Ces mots résonnent comme une trahison pour beaucoup. Pas parce qu’ils sont faux (ils sont malheureusement justes) mais parce qu’ils sont prononcés par un représentant d’un système qui a méthodiquement sapé notre capacité de résilience collective. Comment demander au peuple de consentir au sacrifice quand les mêmes qui nous gouvernent ont organisé la désindustrialisation, fragmenté le tissu social, et ridiculisé toute idée de nation ?
L’incapacité à incarner
La France est-elle prête à la guerre sous la direction d’un président qui n’a plus aucune autorité morale sur sa population ? C’est la question que beaucoup se posent, et elle n’est pas sans fondement.
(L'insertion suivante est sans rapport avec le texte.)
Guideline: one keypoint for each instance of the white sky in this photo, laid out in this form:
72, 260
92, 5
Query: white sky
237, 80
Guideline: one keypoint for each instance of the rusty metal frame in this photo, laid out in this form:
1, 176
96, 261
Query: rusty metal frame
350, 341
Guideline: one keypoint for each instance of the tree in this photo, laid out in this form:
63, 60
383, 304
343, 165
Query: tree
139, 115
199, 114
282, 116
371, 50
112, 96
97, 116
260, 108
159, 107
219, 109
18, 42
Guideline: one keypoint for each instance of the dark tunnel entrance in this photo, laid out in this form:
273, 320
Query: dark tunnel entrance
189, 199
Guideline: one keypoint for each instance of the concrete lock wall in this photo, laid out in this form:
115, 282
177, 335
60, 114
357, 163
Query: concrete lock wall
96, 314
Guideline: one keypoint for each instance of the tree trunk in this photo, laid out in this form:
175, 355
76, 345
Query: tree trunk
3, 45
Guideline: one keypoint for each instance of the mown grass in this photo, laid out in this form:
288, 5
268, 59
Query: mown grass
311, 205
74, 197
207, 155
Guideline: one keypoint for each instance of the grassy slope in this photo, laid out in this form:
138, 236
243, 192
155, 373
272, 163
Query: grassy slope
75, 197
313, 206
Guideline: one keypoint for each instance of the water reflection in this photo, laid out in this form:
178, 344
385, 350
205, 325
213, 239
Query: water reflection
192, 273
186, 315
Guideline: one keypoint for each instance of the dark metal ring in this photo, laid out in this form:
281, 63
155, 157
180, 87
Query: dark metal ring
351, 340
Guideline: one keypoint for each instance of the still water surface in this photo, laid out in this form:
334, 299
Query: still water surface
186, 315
Les réactions politiques aux propos de Mandon sont révélatrices. Jean-Luc Mélenchon a exprimé son « désaccord total », estimant que le chef d’état-major outrepassait ses fonctions : « Ce n’est pas à lui d’aller inviter les maires ni qui que ce soit à des préparations guerrières décidées par personne : ni le président, ni le gouvernement, ni le Parlement. » Le secrétaire national du PCF, Fabien Roussel, a qualifié l’intervention de « dangereuse » : « 51 000 monuments aux morts dans nos communes, ce n’est pas assez ? »
À droite aussi, le malaise est palpable. Le député RN Sébastien Chenu a réagi en direct sur LCI : « Je ne sais pas par qui est mandaté le chef d’état-major des armées pour tenir ce genre de propos. S’il dit ce que Macron pense, c’est grave. S’il dit ce que Macron ne pense pas, c’est grave. Il dépasse son rôle ! »
Même ceux qui soutiennent le fond du message de Mandon, comme le sénateur LR Cédric Perrin, reconnaissent le problème : « Je pense que le président de la République et le premier ministre n’ont plus la crédibilité nécessaire pour sonner l’alarme. Et le chef d’état-major des armées a la crédibilité pour porter le message. »
C’est là toute l’ambiguïté : le diagnostic de Mandon est une sonnette d’alarme indispensable ; la prescription politique, en revanche, ressemble à un chantage à la survie du régime.
Que faire ?
Nous sommes devant une impasse tragique : nous devons prendre au sérieux la menace d’un conflit, mais nous sommes contraints d’écouter, en serrant les dents, la vérité d’un général qui la met au service d’un président discrédité.
Si l’Europe veut dissuader Moscou, elle doit montrer qu’elle est prête à l’affrontement, non par goût, mais par nécessité. Cela implique :
- Un réarmement industriel massif et rapide : Nous devons passer en économie de défense partielle, augmenter drastiquement notre production de munitions et reconstituer nos stocks. Les chiffres russes sont là pour nous rappeler ce que signifie une vraie économie de guerre.
- Une réforme de la gouvernance stratégique européenne : L’Europe doit cesser de dépendre du parapluie américain et construire sa propre capacité de défense collective. 2027 doit devenir l’année de l’autonomie stratégique européenne, comme l’ont appelé de leurs vœux plusieurs think tanks.
- Une refondation de la légitimité politique : On ne peut pas demander au peuple de consentir au sacrifice sans d’abord restaurer la confiance. Cela passe par la fin de l’hypocrisie, la transparence sur les enjeux, et surtout par l’émergence d’un leadership politique qui incarne autre chose que la survie d’un système à bout de souffle.
Le temps des illusions est révolu. Nos compétiteurs nous écoutent. Nous n’avons plus le luxe de faire semblant, ni celui d’être dirigés par des somnambules. La vraie tragédie est là : nous sommes contraints d’écouter, en serrant les dents, la vérité d’un général, sachant que cette vérité est exploitée par le président le plus rejeté de l’Histoire contemporaine.
La lucidité militaire de Mandon mérite d’être entendue. Mais elle ne pourra produire ses effets que si elle est portée par un leadership politique renouvelé, capable de mobiliser le pays autour d’un projet qui dépasse la simple survie du régime en place.